Historias en femenino: Cuando tú no estés aquí

¿Habéis pensado a dónde vamos una vez ya no estamos? ¿Vale la pena estar si tu mente ya se ha ido? ¿Podemos escoger nosotros cuándo nos vamos?

La muerte nos llega a todos, pero es diferente según la persona.

Si tenéis a algún familiar o conocido cercano enfermo, entenderéis perfectamente de lo que hablo. Hace unos días Brittany Maynerd [SIII???] escogía una muerte dulce por un cáncer terminal que sufría. Según sus palabras, antes de perder la noción de lo que hacía y que su familia lo pasara mal, prefería dejar este mundo de forma digna. Creo que ha tenido un par de narices, porque con 29 años te queda toda una vida por delante, pero entiendo que no quiere deteriorarse y pasarlo mal.

En mi caso, he vivido en mi familia 3 cánceres y 1 alzhéimer. Un cáncer se llevó la vida de mi abuelo, los otros dos por suerte se han superado satisfactoriamente por las dos mujeres más veteranas de mi familia. Pero el alzhéimer… ¡vaya mierda de alzhéimer!

Mi abuela sufre esta enfermedad neurodegenerativa desde hace casi 12 años. Ella me crió y me alimentó durante años, tenía muchas memorias de ella cocinando, avisándome que no me asomara tanto a la ventana, bailando con ella en la fiesta mayor del barrio, con mis primas y la vecina jugando… Al principio todo empezó con despistes, pero un día se perdió en su camino hacia el cementerio para enterrar a su pareja. Allí empezó la caída libre. Estar sola fue lo peor que le pudo pasar en ese momento.

Consejo: si tenéis a alguien con alzhéimer, NO LE DEJÉIS SOLO. Estar acompañados es lo que más ayuda a frenar esta enfermedad. Mi abuela tuvo la suerte de coincidir en “el baile” con un hombre que, tal y como él me dijo: “Ella es como si fuera mi mujer, yo sé qué es lo que tiene, y la voy a cuidar”. La enfermedad estaba demasiado avanzada, así que cuando él me dijo esto pensé que eso era amor y el resto eran tonterías. Se hicieron compañía, pero aunque tuvo épocas muy buenas, finalmente volvió a empeorar.
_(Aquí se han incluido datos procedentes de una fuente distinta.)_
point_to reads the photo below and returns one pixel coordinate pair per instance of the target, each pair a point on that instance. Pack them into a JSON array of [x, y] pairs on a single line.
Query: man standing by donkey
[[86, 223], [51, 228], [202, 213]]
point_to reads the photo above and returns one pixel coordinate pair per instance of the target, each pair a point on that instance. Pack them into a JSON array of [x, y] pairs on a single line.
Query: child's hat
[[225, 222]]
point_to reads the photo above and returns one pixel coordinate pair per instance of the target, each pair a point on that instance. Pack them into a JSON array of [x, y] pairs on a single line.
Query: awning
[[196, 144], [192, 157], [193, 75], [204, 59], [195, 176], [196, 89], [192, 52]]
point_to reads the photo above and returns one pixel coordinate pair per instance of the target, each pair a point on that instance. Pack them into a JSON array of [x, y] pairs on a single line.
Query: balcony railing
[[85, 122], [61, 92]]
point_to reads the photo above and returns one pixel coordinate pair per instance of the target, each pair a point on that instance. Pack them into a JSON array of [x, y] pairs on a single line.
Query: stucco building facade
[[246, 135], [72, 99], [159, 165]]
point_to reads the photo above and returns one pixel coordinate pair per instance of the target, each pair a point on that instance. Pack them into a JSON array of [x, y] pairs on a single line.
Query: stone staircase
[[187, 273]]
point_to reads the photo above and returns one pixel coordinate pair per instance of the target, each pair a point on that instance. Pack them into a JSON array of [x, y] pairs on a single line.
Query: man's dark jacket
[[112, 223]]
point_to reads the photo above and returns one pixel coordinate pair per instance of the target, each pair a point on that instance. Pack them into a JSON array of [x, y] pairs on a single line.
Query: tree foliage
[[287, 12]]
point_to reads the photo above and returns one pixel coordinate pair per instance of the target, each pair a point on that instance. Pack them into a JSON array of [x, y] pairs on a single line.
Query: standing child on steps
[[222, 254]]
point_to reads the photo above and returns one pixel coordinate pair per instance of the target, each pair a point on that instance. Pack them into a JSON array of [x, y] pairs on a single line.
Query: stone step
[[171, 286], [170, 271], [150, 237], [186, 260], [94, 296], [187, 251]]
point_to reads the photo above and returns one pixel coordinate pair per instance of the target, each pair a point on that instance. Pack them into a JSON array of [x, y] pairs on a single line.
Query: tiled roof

Y ahora ¿dónde está? En una residencia, sola, sin reconocer a nadie. Lleva tanto tiempo así que ya casi no recuerdo los buenos momentos. No se vale por sí misma y tampoco es consciente dónde está. No hace nada.

Yaya, cuando tú no estés aquí te echaré mucho de menos, pero de hecho ya llevo años echándote de menos. ¿Dónde está la mujer que me decía siempre que qué alta estaba? ¿La que me decía que en la vida tendría de todo porque trabajaba como la que más? ¿La que me tocaba la mano y me llamaba guapa, la que con un abrazo solucionaba todo o la que me contaba que una vez siendo bebé me escondí a los pies de la cama y al bajar de tender la ropa no me encontraba?

Cuando tú no estés aquí no te veré más, pero hace tiempo que te veo como no me gusta verte.